The FreeStyle Libre 3 technology provides continuous, real-time glucose readings automatically delivered to smartphones every minute, offering 14-day accuracy in the smallest and thinnest sensor design. The firm said the device is the same price as the Freestyle Libre 2.

Abbott said that it designed its next-generation FreeStyle Libre 3 system to be more sustainable for the environment with a smaller and more discreet sensor, reducing the total volume by more than 70%. With a 41% reduction in plastic use and a 43% reduction in carton paper, the new sensor design aligns with the company's continued commitment to sustainability. The sensor is about the size of a penny. 

"Abbott won't stop innovating when there's room to raise the bar,” Jared Watkin, senior vice president, Diabetes Care, Abbott, in a release. “We've done that again with FreeStyle Libre 3, the smallest sensor that delivers life-changing benefits and best-in-class accuracy. People living with diabetes are at the center of our design process, and we made our next-generation technology even more discreet for a better user experience to make managing diabetes as easy and seamless as possible."
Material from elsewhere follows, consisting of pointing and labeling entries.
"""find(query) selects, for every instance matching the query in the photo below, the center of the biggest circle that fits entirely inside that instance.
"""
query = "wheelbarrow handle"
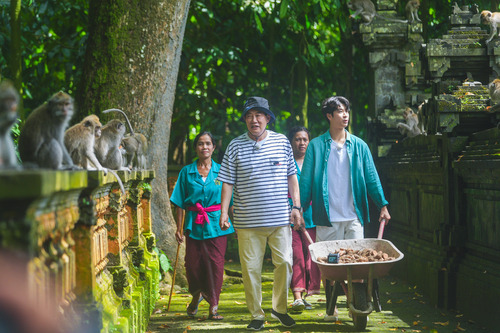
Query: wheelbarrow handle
(381, 228)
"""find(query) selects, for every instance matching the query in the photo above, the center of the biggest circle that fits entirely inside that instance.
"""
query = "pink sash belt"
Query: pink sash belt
(202, 212)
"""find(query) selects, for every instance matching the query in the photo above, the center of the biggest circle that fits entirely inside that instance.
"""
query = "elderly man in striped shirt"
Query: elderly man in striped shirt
(259, 169)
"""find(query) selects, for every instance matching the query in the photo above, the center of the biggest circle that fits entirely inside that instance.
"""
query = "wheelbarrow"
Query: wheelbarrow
(359, 300)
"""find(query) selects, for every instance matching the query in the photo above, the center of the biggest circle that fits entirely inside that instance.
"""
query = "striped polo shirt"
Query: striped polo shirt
(259, 172)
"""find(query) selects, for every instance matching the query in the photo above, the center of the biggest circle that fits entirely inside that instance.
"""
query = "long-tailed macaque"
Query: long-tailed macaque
(9, 100)
(492, 19)
(41, 141)
(412, 10)
(494, 88)
(366, 9)
(135, 145)
(107, 146)
(411, 128)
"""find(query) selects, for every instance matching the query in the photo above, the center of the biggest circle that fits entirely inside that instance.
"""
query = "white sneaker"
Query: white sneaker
(298, 305)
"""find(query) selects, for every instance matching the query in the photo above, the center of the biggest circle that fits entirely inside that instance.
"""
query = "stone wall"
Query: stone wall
(89, 247)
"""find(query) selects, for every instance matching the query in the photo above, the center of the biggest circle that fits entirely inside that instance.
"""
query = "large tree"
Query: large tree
(131, 63)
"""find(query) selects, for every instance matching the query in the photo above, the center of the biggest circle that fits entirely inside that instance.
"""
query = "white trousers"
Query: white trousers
(252, 246)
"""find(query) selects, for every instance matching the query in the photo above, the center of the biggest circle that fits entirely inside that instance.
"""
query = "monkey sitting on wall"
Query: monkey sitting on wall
(410, 128)
(135, 145)
(492, 19)
(41, 141)
(366, 9)
(107, 146)
(9, 99)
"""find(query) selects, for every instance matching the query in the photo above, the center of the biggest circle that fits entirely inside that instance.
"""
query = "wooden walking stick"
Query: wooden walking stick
(175, 267)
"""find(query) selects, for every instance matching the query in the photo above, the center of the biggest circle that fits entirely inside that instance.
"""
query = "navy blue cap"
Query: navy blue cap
(257, 103)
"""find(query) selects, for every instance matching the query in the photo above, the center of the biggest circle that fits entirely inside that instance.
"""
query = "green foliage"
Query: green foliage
(53, 45)
(15, 131)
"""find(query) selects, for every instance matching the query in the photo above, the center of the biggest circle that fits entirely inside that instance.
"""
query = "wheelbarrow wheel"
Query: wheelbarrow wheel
(360, 303)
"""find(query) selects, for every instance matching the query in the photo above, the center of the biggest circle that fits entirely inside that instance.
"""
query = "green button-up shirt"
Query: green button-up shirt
(364, 178)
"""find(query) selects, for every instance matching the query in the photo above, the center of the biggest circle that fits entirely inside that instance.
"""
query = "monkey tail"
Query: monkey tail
(118, 180)
(390, 19)
(125, 115)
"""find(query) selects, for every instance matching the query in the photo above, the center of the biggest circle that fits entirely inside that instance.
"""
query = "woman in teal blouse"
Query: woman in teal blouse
(197, 193)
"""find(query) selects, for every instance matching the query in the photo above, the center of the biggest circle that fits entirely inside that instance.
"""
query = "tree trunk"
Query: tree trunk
(131, 63)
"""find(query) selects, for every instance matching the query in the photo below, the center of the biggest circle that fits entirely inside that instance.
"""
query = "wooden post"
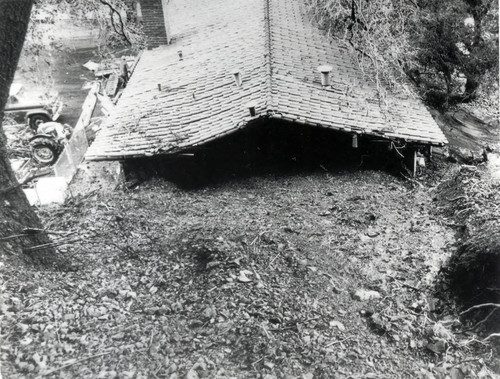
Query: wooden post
(414, 163)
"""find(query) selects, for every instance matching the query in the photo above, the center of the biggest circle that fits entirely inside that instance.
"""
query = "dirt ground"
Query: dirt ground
(317, 275)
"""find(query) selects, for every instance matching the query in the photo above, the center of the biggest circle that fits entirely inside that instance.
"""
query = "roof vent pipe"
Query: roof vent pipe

The original Freestyle Libre was one of Abbott’s most anticipated devices. The first generation of the device scored a nod from FDA back in 2017 and the news of the approval sent rival DexCom’s shares into shock.

“Libre 3 was widely anticipated – a U.S. study of the system was started this summer – but management had stayed mum on the exact timing of regulatory clearances, Marie Thibault, a medtech analyst at BTIG and a former managing editor at MD+DI, wrote in a research note. “To us, Libre 3 seems easier and more convenient for users than prior versions of the platform, since they no longer need to scan the sensor to receive their glucose reading, history, or trend information.”

She added the new device fits in with the overall picture of CGM’s improving. She noted that the CGM market was healthy enough to support multiple players.  

“Both Abbott and competitor DexCom continue to push the CGM field forward with new capabilities, smaller sizes, and entry into new patient populations,” Thibault wrote. “While investors are likely to focus on the competitive dynamic between the two companies and compare device capabilities, we believe there can be more than one winner since there is plenty of room for both players to grow CGM adoption quickly within traditional and new markets.”